Significant gene sets associated with E. coli infection (EC) and gastritis and duodenitis (GD), corresponding p values, and the CS genes selected by GAUSS

Phenotype	Gene set	Genes	p value	Core subset (CS) selected by GAUSS
EC	GO: Fatty acid catabolic process	73	9.9× 10−8	SLC27A2, CRAT, CPT1B, ACOX2, LPIN1, CPT1C, ETFB, SLC27A4, EHHADH, ACAA1, LEP, ABCD2, GCDH, HADH, MUT, BDH2, PLA2G15, PEX2, IVD, ACAAS, PEX13, ACAD8, ACADL, ECI1, ADIPOQ
	GO: Fatty acid beta oxidation	51	1.8 × 10−6	SLC27A2, CRAT, CPT1B, ACOX2, CPT1C, ETFB, EHHADH, ACAA1, LEP, ABCD2, GCDH, HADH, BDH2, PEX2, IVD, ACAAS, ACAD8, ACADL, ECI1, ADIPOQ
GD	Reactome: P53 independent G1/S DNA damage checkpoint	51	9.7 × 10−8	PSMB2, PSMB9, PSMC5, CHEK1, PSMB8, PSMD9, PSMD2, RPS27A, PSMA6, PSMB7
	Reactome: CDK mediated phosphorylation and removal of CDC6	48	2.8 × 10−6	PSMB2, PSMB9, PSMC5, PSMB8, PSMD9, PSMD2, RPS27A, PSMA6, PSMB7
	Reactome: cyclin E-associated events during G1/S transition	65	1.9 × 10−6	PSMB2, PSMB9, PKMYT1, PSMC5, PSMB8, PSMD9, PSMD2, RPS27A, PSMA6, PSMB7
	Reactome: P53-dependent G1 DNA damage response	57	1.6 × 10−6	PSMB2, PSMB9, PSMC5, MDM2, PSMB8, PSMD9, PSMD2, RPS27A, PSMA6, PSMB7

p values < 1 × 10⁻⁶ were estimated with GPD (see materials and methods and supplemental methods, section B).

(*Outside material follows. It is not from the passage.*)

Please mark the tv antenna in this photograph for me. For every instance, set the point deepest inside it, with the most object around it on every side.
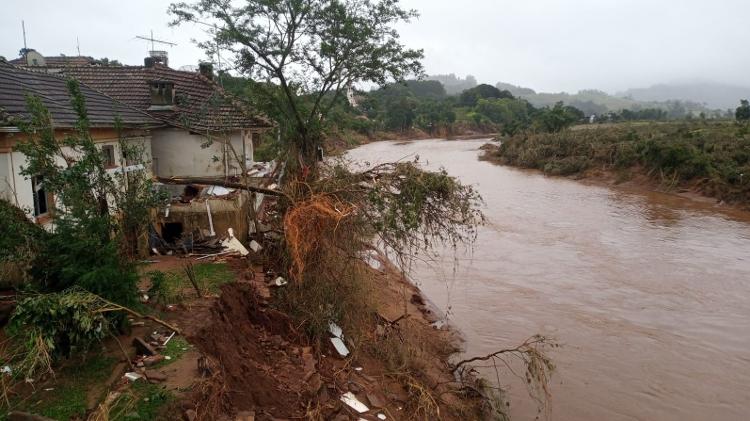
(23, 27)
(153, 41)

In gene set association analysis of GD (Figure 3; right panel), we found four gene sets to be associated (Table 2). Although the gene sets and the corresponding functions are biologically related, their role in GD is not easily identifiable. GAUSS selects a set of ten genes to be the CS genes for the gene sets, the majority of which are from the different proteasome endopeptidase complex (PSM) subunits. Different proteasome subunit genes have been found to be associated with several inflammatory responses and intestinal diseases.^33,34 In particular, the role of PSMB8³⁵ in gastric cancer has been extensively reported in the literature. Also, PSMB9 and PSMB8 have been found to be associated with several gastrointestinal disorders, such as celiac disease and inflammatory bowel disease.^{36, 37, 38} Although, none of these genes are individually significantly associated with GD (minimum p value = 2.8 × 10⁻⁴), they jointly drive the strong association signal. This highlights that the selected core genes (CS) can help in finding biological targets for downstream investigation.

To validate the results, we tested the gene sets identified by GAUSS for EC and GD (Table 2) in an independent dataset. For this, we applied GAUSS to summary data from the Michigan Genomics Initiative (MGI) of about 38,000 European samples³⁹ (see supplemental methods, section C). Our results show that five out of the six gene sets that were significant in UK Biobank for either EC or GD had a nominal evidence of significance (p value < 0.05; Table S1). Given that the sample size of MGI is about 10 times lower than UK Biobank, our findings indicate that the detected associations are potentially true.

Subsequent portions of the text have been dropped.